So activists turned to Plan B, which involved circumventing the law through the courts. Enter Harris: the case of Tom Rost and his fifth-generation family funeral home business declining to let a male funeral director violate a long-standing dress code by dressing and presenting as a woman while working with grieving clients — a professional decision well within Tom’s legal rights.
In response, activists filed a complaint with the Equal Employment Opportunity Commission, which filed suit to make an example of Tom. Their mission: Convince federal judges to rewrite Title VII so that “sex” includes gender identity — a change Congress has repeatedly refused to make.
Unfortunately, these activists succeeded, and the Supreme Court’s decision could pose numerous dangers for women and girls.
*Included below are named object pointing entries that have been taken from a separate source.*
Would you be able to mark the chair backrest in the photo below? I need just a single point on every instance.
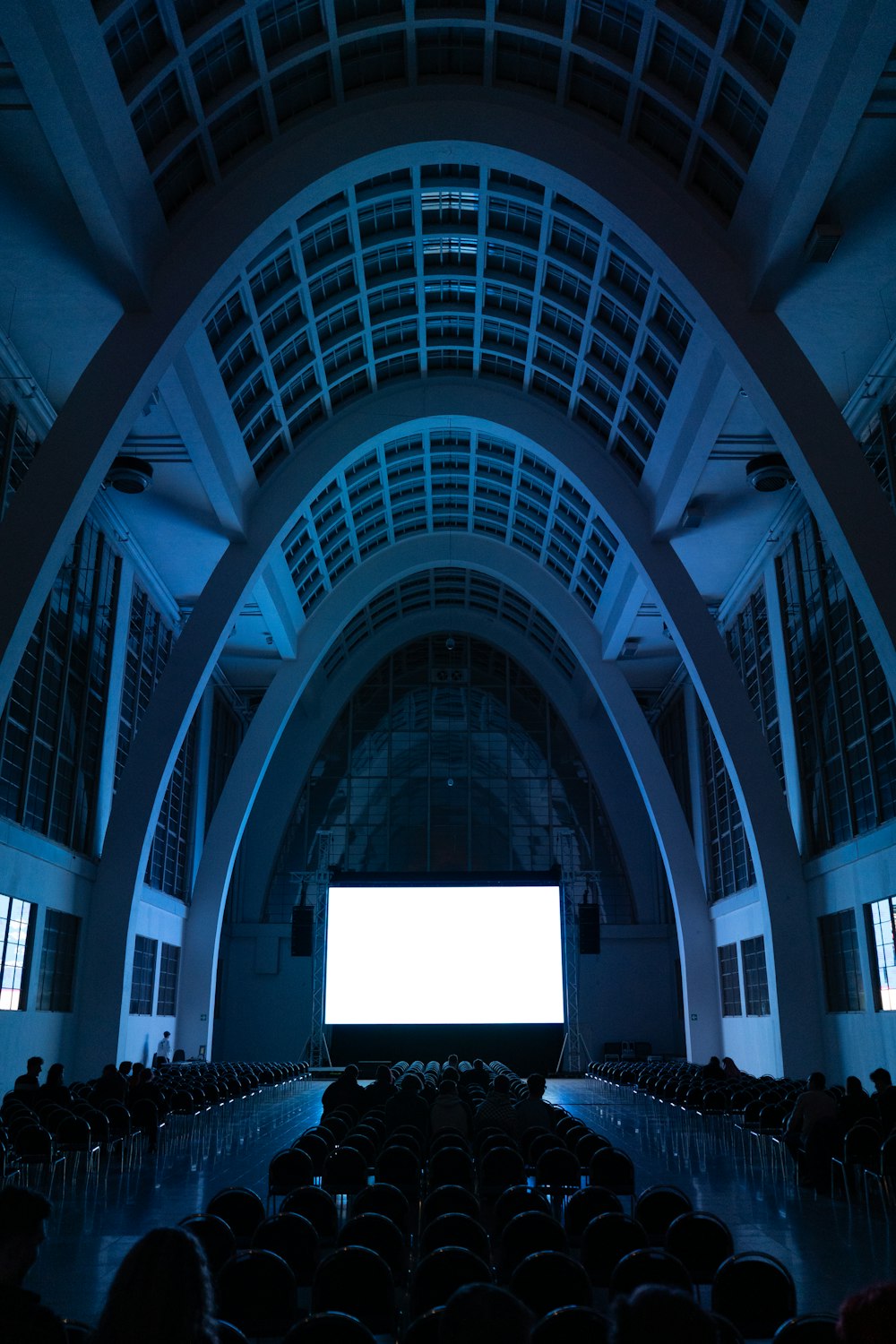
(586, 1204)
(649, 1266)
(257, 1292)
(525, 1234)
(328, 1328)
(241, 1209)
(755, 1292)
(317, 1206)
(613, 1169)
(382, 1198)
(444, 1271)
(295, 1239)
(357, 1279)
(571, 1325)
(607, 1239)
(214, 1236)
(807, 1330)
(548, 1279)
(657, 1207)
(455, 1230)
(379, 1234)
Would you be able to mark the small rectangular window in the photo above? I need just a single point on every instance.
(753, 954)
(729, 981)
(16, 921)
(169, 967)
(144, 976)
(882, 930)
(844, 986)
(58, 954)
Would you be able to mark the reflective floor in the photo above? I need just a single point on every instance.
(831, 1247)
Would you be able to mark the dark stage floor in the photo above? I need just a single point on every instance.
(829, 1247)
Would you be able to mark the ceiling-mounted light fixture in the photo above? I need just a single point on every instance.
(769, 472)
(129, 475)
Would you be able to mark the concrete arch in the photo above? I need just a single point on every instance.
(829, 467)
(284, 698)
(199, 648)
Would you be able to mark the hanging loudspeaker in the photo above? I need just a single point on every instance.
(589, 930)
(303, 930)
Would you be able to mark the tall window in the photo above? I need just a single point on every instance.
(51, 728)
(729, 980)
(169, 965)
(56, 981)
(144, 975)
(16, 919)
(753, 954)
(150, 642)
(750, 647)
(729, 862)
(450, 760)
(842, 709)
(882, 927)
(842, 969)
(168, 865)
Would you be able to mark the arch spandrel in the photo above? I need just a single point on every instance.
(829, 467)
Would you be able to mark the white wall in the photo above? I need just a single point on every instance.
(37, 870)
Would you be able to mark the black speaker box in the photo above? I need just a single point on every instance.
(303, 943)
(589, 930)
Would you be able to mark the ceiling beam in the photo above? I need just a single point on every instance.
(621, 599)
(831, 77)
(59, 56)
(280, 607)
(198, 402)
(691, 424)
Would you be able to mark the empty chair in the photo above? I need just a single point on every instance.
(328, 1328)
(257, 1292)
(500, 1167)
(657, 1207)
(807, 1330)
(344, 1172)
(382, 1198)
(755, 1292)
(571, 1325)
(455, 1230)
(524, 1236)
(424, 1330)
(587, 1145)
(559, 1171)
(607, 1239)
(649, 1266)
(516, 1199)
(400, 1166)
(357, 1279)
(440, 1273)
(584, 1204)
(450, 1167)
(289, 1169)
(702, 1242)
(613, 1169)
(214, 1236)
(379, 1234)
(548, 1279)
(241, 1209)
(317, 1206)
(316, 1147)
(295, 1239)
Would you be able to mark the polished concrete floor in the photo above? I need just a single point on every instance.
(829, 1246)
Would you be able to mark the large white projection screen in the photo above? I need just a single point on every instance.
(444, 954)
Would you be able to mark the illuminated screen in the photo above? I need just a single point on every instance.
(444, 954)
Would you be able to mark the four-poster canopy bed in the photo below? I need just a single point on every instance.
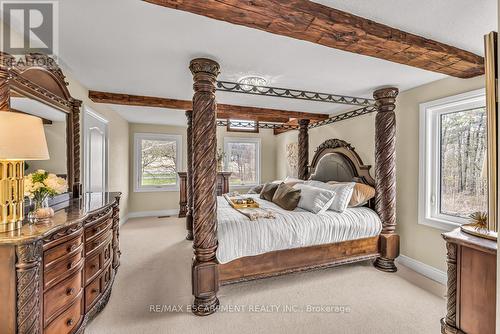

For one thing, Title VII has always allowed sex-specific policies for a reason. Without such policies, women could be compelled to compete with men for job opportunities under the same physical strength requirements before they could become police officers or prison guards. Only by acknowledging the differences between the sexes can Title VII treat women fairly and increase the number of career opportunities available to them.
Businesswomen have also benefitted from Title VII, but redefining “sex” in the law could harm them. The Small Business Administration, for example, has helped increase the number of women-owned businesses by delegating money to entrepreneurs based on their sex. But if those funds are distributed according to gender identity, more women will be shouldered aside.
Another concern is the encouragement the Supreme Court’s decision will give to activists intent on rewriting other laws, particularly Title IX. Female athletes have already lost opportunities to compete in high school and college athletics, earn crucial scholarships, and maybe even move on to professional sports careers. Inserting even more males into female competitions will deprive women of a fair playing field and of the equal athletic opportunities that Congress wrote Title IX to protect.
If activists get their way, this could also have a devastating impact on some of the most vulnerable women among us. Take Downtown Hope Center in Anchorage, Alaska, as an example. It offers refuge and support to homeless women, many of them victims of rape, trafficking and abuse. But Anchorage tried to force the Hope Center to let males who identify as female sleep next to vulnerable and frightened women who would otherwise be out on the street.
All of this underscores how many questions are left unanswered by the court’s decision. These are questions with enormous implications for our society and for the future of men and women, boys and girls … questions that should be decided by Congress, not unelected officials or the American Civil Liberties Union. The questions this decision has created will continue to be litigated in our nation’s courts for years to come.
One of the primary purposes of Title VII was to protect women and girls. But after the Supreme Court’s decision, Title VII may end up doing the opposite.